In the search for new and sustainable energy sources, few people realise that there is an energy source flowing beneath the surface of our cities. Sewage!
This abundant, free energy source remains mostly untapped. However, there are companies looking to harness sewage to reduce the amount of heat lost to the environment.
Borders College is the first project in the UK that harnesses waste water that goes down sinks, showers and toilets. They recycle it to make use of the heat that would otherwise be lost.
The college gets 95% of its heating from the nearby sewer water on its way to a waste treatment factory.
The makers of the Borders College system state that around 30% of all energy in the world ends up in the sewer!
HOW DOES IT WORK?
When we flush our toilets, or drain our showers and baths, there is heat in the water that is carried away. It is not a very high temperature, but by using a heat pump, the temperature can be raised to a level that can be used to heat (or cool) buildings and water. This is known as a heat recovery system.
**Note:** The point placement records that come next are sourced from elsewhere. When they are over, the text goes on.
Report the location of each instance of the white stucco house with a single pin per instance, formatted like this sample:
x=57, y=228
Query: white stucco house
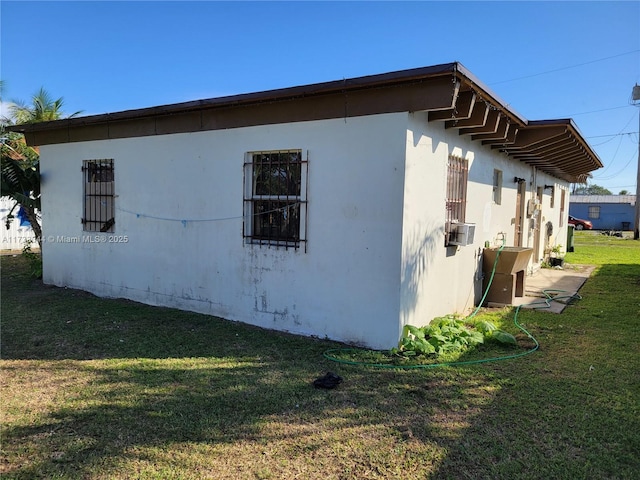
x=344, y=209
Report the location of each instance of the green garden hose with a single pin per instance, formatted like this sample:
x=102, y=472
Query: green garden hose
x=550, y=295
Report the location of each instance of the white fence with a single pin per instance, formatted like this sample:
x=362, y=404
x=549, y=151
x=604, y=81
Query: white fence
x=15, y=237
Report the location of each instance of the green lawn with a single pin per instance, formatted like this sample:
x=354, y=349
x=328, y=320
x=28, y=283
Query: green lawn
x=100, y=389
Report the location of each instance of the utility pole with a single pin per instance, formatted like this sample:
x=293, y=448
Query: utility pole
x=635, y=96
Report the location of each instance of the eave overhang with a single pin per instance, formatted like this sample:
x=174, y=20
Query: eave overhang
x=448, y=92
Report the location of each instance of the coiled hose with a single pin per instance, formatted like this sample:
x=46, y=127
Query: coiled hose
x=550, y=295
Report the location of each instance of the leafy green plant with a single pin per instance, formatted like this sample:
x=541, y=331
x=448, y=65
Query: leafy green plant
x=448, y=334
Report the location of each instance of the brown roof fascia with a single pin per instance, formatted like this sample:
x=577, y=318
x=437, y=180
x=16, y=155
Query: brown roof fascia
x=344, y=86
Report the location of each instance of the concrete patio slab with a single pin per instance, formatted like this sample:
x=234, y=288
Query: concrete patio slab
x=559, y=283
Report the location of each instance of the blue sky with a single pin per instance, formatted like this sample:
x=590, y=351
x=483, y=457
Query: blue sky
x=545, y=59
The SHARC system used at Border’s College, separate the liquid and solid waste that are on their way to waste treatment plants. The liquid then goes to a heat exchanger which transfers the heat to the water in the heating system (without mixing it with the sewage water). A heat pump then raises the temperature of the water high enough to use in homes and business. Then the now cooler sewage water goes to the treatment plant.
By lowering the amount of waste heat going into the environment we can save money, improve the air quality and make our heating more sustainable.
More than 50% of all energy produced by humanity is lost as heat. This happens everywhere, from large power stations and industrial sites to people’s homes and cars.
This heat lost to the environment only has a small direct impact on the environment (about 1% of global warming). If we could capture and use this wasted energy it would greatly reduce the amount of energy we need to generate and in turn lower the amount of CO2 released into the atmosphere.
There are many potential sources to harvest waste heat from:
- Crematoriums in the UK and Sweden have been used to heat swimming pools.
- Heat from the underground in parts of London is used to heat local homes.
- Data centres run by large tech companies, one data centre in Denmark can heat up to 7000 homes.
The biggest challenge to increasing efficiency and using as much waste heat as possible is that a lot of the places that produce large amounts of waste heat (like power stations and ironworks) are built far away from where the heat could be used. Heat can’t be transported very far. A possible solution is to use the waste heat to make electricity which is much easier to transport and could be used for anything we want.
This would save people money and mean a lot less CO2 being released.